High in the sky, the outlier screeched before releasing its captives. A handful of winged fae lifted into the air as if to save them, but both the rider and horse plummeted, impacting with the ground before the winged fae could reach them. The outlier soared through the sky, screeching again as it disappeared back into the night.
The world stilled, the silence deafening, and then King Adrien’s bellowing laughter sounded across the plain, loud, and abrasive. Like the sound was a signal, foot soldiers at the back of the fae army trumpeted their horns, and the first ranks of soldiers surged forward. The sea of silver split in half, with soldiers heading for the rebel forces and others moving toward Warrick and his outliers.
Lyr lifted her sword into the air, letting out a battle cry as she pointed her blade at the attacking fae. She started to run, and the rebels moved with her, picking up speed as they went. Some of the shifters opted to begin the battle in their human forms, but others surrendered to their beasts, wolves, bears, stags, and countless other creatures sprinting through the rebel ranks and leaping into the air as they clashed with the first lines of the fae, their claws outstretched and antlers as sharp as spears. The tang of blood filled the air as the clang of metal rang out.
Vasken ran with Lyr and her mates in his chimera form, his large feline body moving with terrifying grace. He leaped and clamped his jaws onto a fae, tearing the soldier’s head off, helmet and all.
I clenched my jaw so tightly my teeth ached as the world turned to a scene of blood and death, and cries of pain that would haunt me forever. Like the goddess herself was weeping crimson tears, a hue of red washed over the battlefield, and I peered up.

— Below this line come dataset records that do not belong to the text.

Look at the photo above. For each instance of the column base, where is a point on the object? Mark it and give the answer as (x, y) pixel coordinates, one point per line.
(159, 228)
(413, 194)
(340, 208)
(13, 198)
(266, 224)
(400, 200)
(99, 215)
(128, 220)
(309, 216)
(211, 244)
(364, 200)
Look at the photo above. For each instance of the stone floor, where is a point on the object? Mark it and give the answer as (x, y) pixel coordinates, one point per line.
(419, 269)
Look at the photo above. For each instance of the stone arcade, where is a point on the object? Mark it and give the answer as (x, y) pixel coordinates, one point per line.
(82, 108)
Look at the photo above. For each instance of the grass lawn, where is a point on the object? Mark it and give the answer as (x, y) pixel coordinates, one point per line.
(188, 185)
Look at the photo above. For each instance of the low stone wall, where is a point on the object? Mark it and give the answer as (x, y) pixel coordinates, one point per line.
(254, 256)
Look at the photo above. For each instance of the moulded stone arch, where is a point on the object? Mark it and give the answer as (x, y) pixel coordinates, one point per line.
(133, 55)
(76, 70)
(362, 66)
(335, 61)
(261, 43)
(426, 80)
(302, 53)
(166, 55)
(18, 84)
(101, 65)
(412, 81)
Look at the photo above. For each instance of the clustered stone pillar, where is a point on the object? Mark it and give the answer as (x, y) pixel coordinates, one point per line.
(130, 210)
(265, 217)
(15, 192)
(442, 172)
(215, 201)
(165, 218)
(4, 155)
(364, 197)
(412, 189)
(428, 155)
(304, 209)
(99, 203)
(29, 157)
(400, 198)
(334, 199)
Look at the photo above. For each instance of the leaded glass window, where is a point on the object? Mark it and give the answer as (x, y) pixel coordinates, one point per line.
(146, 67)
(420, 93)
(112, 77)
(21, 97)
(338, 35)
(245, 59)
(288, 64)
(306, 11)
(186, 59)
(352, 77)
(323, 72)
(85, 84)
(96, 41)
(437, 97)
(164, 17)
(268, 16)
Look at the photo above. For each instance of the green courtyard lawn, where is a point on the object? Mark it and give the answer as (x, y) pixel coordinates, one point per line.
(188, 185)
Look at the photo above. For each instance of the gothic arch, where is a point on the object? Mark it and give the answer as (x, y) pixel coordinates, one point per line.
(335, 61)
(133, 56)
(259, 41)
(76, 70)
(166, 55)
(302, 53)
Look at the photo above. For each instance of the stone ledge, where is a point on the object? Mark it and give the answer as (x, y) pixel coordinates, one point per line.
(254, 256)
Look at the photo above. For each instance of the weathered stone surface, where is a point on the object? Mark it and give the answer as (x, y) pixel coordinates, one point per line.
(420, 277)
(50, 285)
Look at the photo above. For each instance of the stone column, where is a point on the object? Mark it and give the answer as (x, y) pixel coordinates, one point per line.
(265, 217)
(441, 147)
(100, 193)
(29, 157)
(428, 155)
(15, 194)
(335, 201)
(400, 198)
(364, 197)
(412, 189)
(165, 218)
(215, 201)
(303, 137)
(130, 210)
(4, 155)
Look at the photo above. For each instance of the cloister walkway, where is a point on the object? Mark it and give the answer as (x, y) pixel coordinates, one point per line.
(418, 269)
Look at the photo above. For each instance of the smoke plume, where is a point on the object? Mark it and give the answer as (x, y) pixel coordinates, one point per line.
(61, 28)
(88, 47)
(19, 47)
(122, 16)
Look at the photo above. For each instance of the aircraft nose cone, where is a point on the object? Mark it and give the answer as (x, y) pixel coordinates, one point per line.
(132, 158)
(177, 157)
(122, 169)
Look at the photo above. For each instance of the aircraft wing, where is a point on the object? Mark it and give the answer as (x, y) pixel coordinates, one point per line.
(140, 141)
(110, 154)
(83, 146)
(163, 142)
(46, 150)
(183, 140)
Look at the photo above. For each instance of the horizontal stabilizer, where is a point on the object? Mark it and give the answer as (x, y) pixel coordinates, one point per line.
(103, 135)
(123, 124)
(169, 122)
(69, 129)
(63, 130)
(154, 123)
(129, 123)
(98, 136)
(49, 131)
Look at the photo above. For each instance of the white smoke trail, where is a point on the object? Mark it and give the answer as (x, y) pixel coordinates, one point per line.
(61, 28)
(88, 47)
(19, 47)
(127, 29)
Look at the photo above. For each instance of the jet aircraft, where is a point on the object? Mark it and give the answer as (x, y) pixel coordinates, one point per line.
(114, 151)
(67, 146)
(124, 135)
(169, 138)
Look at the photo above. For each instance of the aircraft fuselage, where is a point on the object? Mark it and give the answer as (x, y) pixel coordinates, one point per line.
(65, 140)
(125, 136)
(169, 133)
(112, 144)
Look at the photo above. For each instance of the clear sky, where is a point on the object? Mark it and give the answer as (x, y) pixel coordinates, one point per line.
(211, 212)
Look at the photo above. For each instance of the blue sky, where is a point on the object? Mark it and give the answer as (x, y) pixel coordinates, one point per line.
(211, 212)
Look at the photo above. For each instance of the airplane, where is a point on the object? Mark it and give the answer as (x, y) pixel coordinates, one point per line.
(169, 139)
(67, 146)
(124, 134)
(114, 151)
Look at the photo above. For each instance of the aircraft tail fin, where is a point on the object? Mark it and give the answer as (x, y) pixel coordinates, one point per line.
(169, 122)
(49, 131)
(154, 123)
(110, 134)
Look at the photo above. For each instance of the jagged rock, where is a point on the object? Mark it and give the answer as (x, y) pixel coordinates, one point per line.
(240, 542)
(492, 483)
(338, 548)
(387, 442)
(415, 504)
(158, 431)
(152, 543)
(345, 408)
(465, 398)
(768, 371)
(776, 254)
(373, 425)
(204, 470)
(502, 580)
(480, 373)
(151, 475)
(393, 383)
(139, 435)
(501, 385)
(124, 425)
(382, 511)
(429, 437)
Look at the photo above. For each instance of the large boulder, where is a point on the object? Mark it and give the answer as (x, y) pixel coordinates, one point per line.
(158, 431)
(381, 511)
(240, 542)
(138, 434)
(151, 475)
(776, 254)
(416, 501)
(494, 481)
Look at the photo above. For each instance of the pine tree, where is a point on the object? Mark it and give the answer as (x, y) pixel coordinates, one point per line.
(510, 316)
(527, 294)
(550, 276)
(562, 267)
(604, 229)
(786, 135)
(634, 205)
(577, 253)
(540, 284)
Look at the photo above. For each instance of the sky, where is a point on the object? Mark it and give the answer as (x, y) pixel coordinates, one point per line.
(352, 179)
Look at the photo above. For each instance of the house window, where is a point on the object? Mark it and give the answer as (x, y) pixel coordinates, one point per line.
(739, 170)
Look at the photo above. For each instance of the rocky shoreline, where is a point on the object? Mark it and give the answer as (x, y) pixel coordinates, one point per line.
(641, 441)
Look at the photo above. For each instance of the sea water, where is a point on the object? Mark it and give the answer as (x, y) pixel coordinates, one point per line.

“A blood moon,” Kade growled. “It’s a bad omen.”
“Well, we all knew this wasn’t going to end well,” Darian commented, his sharp blue eyes watching the battle unfold.
Kade let out a breath, his gaze fixed on where the wolves of the House of Worzel were fighting, most of them now in their wolf forms. “We underestimated the forces of both Warrick and the fae.”
“Knowing accurate numbers wouldn’t have changed anything,” Locke replied.
“We should be out there,” I said, my heart pounding as adrenaline coursed through me.
Locke’s face remained hard. “Not yet.”